通过发布文献求助，成功后即可免费获取论文全文。去求助

来源期刊

Computer methods and programs in biomedicine 工程技术-工程：生物医学

CiteScore

12.30

自引率

6.60%

发文量

601

审稿时长

135 days

期刊介绍： To encourage the development of formal computing methods, and their application in biomedical research and medical practice, by illustration of fundamental principles in biomedical informatics research; to stimulate basic research into application software design; to report the state of research of biomedical information processing projects; to report new computer methodologies applied in biomedical areas; the eventual distribution of demonstrable software to avoid duplication of effort; to provide a forum for discussion and improvement of existing software; to optimize contact between national organizations and regional user groups by promoting an international exchange of information on formal methods, standards and software in biomedicine.

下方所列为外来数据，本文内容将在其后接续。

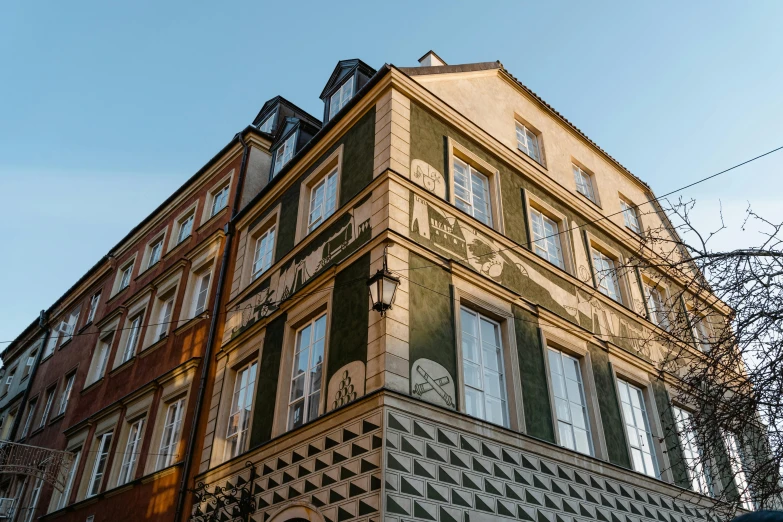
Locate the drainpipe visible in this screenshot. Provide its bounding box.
[174,132,250,522]
[8,310,52,442]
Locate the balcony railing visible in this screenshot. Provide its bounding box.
[0,441,73,492]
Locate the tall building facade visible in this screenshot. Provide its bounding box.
[0,52,764,522]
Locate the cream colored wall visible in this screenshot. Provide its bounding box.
[413,70,676,254]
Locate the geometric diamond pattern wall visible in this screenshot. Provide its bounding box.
[384,411,716,522]
[192,410,383,522]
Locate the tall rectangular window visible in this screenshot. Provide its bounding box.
[454,158,492,227]
[157,399,185,470]
[209,185,229,217]
[177,212,196,244]
[548,348,593,455]
[571,164,598,204]
[226,361,258,460]
[57,372,76,415]
[307,169,337,234]
[87,292,101,323]
[87,431,113,497]
[22,399,37,438]
[38,387,55,428]
[253,225,275,279]
[592,248,623,303]
[460,307,508,427]
[617,379,658,477]
[57,449,82,509]
[155,297,174,342]
[620,199,642,234]
[329,76,354,120]
[117,264,133,291]
[644,283,671,331]
[288,314,326,430]
[147,238,163,268]
[193,272,212,317]
[672,406,712,495]
[122,314,142,362]
[530,208,565,270]
[272,132,297,176]
[723,432,755,511]
[117,419,144,486]
[517,122,541,163]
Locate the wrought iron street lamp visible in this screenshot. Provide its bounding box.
[367,248,400,315]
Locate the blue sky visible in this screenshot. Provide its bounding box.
[0,0,783,347]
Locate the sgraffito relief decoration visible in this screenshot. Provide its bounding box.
[190,411,383,522]
[411,359,457,408]
[223,194,372,343]
[326,361,365,411]
[384,409,717,522]
[411,159,446,199]
[410,194,650,362]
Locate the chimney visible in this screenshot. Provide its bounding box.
[419,50,448,67]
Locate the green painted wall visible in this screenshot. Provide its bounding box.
[250,314,287,448]
[652,380,691,489]
[250,107,375,260]
[408,252,459,396]
[588,344,631,469]
[514,306,555,443]
[326,253,370,382]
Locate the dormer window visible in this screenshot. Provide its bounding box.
[258,112,277,133]
[329,76,354,120]
[272,132,296,176]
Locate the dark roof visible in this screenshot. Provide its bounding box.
[399,61,652,191]
[232,64,392,222]
[253,96,322,127]
[416,49,448,65]
[319,58,375,100]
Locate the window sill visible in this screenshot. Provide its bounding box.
[138,334,170,359]
[109,355,136,377]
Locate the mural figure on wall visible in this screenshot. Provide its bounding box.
[411,359,457,409]
[411,159,446,199]
[326,361,365,411]
[223,194,372,344]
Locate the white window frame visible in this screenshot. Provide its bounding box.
[516,120,544,165]
[672,405,712,496]
[117,417,145,486]
[547,346,595,456]
[87,290,101,324]
[272,129,299,177]
[224,360,258,460]
[120,310,146,364]
[590,245,624,304]
[258,110,277,134]
[155,397,185,471]
[21,397,38,438]
[307,167,339,234]
[57,371,76,417]
[459,305,511,428]
[286,311,329,431]
[209,182,231,218]
[620,198,642,235]
[38,386,57,428]
[329,73,356,120]
[617,377,660,478]
[723,431,756,511]
[85,431,114,498]
[57,448,82,509]
[642,280,671,332]
[147,236,164,270]
[571,163,600,205]
[530,206,566,270]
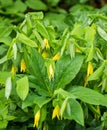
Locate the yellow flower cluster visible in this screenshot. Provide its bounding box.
[52,105,60,120]
[52,53,60,61]
[44,38,50,49]
[34,110,40,128]
[84,62,93,87]
[87,62,93,77]
[20,59,26,72]
[11,65,16,74]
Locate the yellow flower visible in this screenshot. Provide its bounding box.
[44,38,50,49]
[43,124,49,130]
[20,59,26,72]
[42,51,49,58]
[49,64,54,79]
[87,62,93,77]
[52,53,60,61]
[34,110,40,128]
[52,105,60,120]
[95,106,101,119]
[84,76,88,87]
[75,48,81,53]
[11,65,16,74]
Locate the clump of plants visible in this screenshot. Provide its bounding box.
[0,1,107,130]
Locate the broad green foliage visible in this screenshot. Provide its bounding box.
[0,0,107,130]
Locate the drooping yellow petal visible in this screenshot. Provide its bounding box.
[34,110,40,128]
[95,106,101,119]
[20,59,26,72]
[11,65,16,74]
[52,53,60,61]
[49,64,54,79]
[42,51,49,58]
[75,48,81,53]
[87,62,93,77]
[44,38,50,49]
[52,105,60,120]
[84,75,88,87]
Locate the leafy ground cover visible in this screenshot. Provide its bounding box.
[0,0,107,130]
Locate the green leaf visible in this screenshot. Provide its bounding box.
[26,49,51,95]
[26,0,47,10]
[16,76,29,100]
[54,88,76,99]
[85,26,96,45]
[26,11,44,20]
[5,77,12,99]
[35,21,49,40]
[86,45,94,62]
[63,98,84,126]
[88,62,105,81]
[17,33,37,47]
[0,71,12,84]
[22,93,51,109]
[61,29,69,56]
[0,56,7,64]
[97,26,107,41]
[68,86,107,106]
[53,55,84,88]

Computer Methods and Programs in Biomedicine covers computing methodology and software systems derived from computing science for implementation in all aspects of biomedical research and medical practice. It is designed to serve: biochemists; biologists; geneticists; immunologists; neuroscientists; pharmacologists; toxicologists; clinicians; epidemiologists; psychiatrists; psychologists; cardiologists; chemists; (radio)physicists; computer scientists; programmers and systems analysts; biomedical, clinical, electrical and other engineers; teachers of medical informatics and users of educational software.